Ordonne la réintégration des lots de copropriétés numéro 16, 54 et 88 dans le patrimoine de la SCI [Adresse 1].
Ordonne la réintégration des lots de copropriétés numéro 122 et 123 dans le patrimoine de la SARL ENTREPIERRE.
Dit que , dans leur rapport entre elles et conformément à la ventilation du prix figurant à l’acte des 13 et 16 avril 2010, la SARL ENTREPIERRE reste définitivement tenue à hauteur de la somme de 2 000 €, et la SCI [Adresse 1] à hauteur de la somme de 151 000 €.
Condamne solidairement la SARL ENTREPIERRE et la SCI [Adresse 1] à payer à Monsieur [H] [K] et Madame [Z] [C], épouse [K] la somme de 20 057,70 € en réparation du préjudice matériel et la somme de 2000 € en réparation du préjudice moral .

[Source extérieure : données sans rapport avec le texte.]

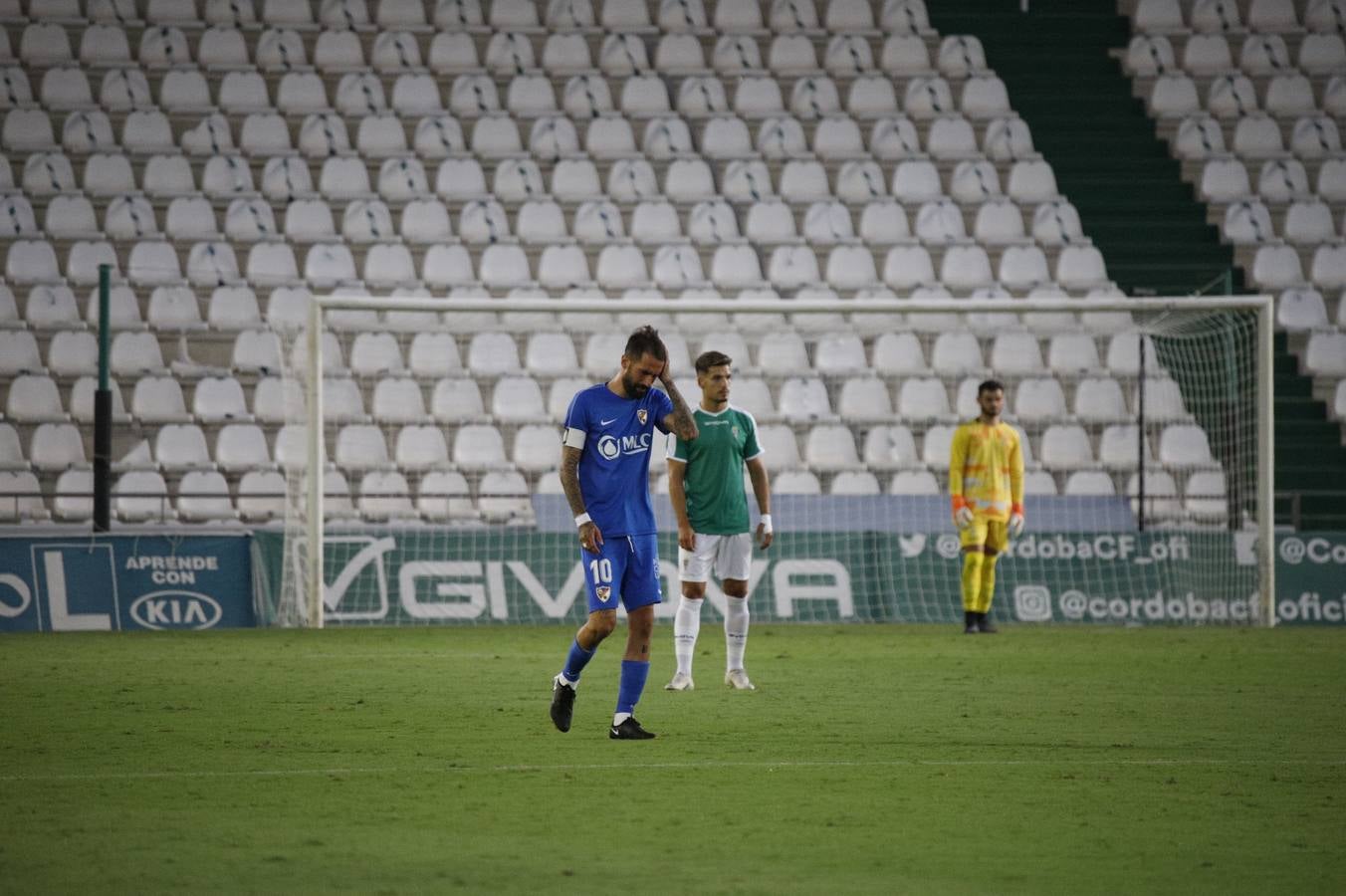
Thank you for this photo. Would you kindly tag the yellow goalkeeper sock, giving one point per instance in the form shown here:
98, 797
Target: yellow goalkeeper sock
989, 584
972, 580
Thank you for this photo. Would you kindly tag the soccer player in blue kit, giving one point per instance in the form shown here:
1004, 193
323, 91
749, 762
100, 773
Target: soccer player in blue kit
604, 473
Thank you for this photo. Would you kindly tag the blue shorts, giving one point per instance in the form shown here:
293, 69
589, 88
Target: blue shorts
626, 567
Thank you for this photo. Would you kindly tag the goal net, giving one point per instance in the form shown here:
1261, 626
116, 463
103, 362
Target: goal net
423, 440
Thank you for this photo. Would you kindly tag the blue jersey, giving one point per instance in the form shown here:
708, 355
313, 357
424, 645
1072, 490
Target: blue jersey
615, 464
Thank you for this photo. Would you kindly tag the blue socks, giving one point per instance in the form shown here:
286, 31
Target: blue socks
576, 661
634, 673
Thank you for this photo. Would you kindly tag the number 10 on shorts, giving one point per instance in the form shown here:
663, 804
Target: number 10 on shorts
600, 570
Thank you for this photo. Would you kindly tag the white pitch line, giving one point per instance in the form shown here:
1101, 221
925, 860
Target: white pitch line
698, 765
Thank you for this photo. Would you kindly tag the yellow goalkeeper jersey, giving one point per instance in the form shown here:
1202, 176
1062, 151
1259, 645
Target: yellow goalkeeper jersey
986, 470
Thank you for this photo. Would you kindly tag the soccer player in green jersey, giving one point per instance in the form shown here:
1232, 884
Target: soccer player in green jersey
706, 485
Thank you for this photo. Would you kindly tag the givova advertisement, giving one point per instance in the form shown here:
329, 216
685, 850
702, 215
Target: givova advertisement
1108, 577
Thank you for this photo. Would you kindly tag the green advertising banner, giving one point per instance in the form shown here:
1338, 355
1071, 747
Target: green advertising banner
419, 576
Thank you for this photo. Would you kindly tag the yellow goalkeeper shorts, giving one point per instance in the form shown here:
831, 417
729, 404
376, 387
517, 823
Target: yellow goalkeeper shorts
993, 535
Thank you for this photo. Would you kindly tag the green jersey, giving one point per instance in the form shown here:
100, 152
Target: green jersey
716, 504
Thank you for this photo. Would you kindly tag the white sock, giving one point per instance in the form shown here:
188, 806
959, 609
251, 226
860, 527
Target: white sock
735, 631
687, 624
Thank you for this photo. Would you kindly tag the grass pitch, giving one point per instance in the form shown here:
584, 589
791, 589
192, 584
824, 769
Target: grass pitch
871, 759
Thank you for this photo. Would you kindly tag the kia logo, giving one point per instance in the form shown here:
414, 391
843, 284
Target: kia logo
164, 609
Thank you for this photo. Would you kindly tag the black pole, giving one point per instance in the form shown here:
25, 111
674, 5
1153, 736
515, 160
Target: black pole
103, 414
1140, 440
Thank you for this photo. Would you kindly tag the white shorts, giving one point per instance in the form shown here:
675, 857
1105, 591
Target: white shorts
731, 558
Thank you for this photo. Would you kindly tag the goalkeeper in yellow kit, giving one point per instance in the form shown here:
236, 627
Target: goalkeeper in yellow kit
986, 479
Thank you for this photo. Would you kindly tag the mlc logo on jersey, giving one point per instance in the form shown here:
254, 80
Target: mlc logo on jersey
610, 447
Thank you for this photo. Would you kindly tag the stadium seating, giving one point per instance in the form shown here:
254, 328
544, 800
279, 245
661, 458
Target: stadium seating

Condamne in solidum la SARL ENTREPIERRE et la SCI [Adresse 1] à payer à Monsieur [H] [K] et Madame [Z] [C], épouse [K] la somme de 2500 € au titre des dispositions de l’article 700 du code de procédure civile.
Déboute la SARL ENTREPIERRE et la SCI [Adresse 1] de leurs demandes reconventionnelles respectives formées au titre des dispositions de l’article 700 du code de procédure civile.
Condamne in solidum la SARL ENTREPIERRE et la SCI [Adresse 1] aux dépens incluant les frais de publication de l’assignation et les frais de publication du jugement.
Ordonne la publication du jugement au service de la publicité foncière de Meurthe-et-Moselle en application du décret du 4 janvier 1955 relatif à la publicité foncière .
Ordonne l’exécution provisoire.
Et le présent jugement a été prononcé et signé par Monsieur Hervé HUMBERT, président, et par Madame Sabrina WITTMANN, greffier.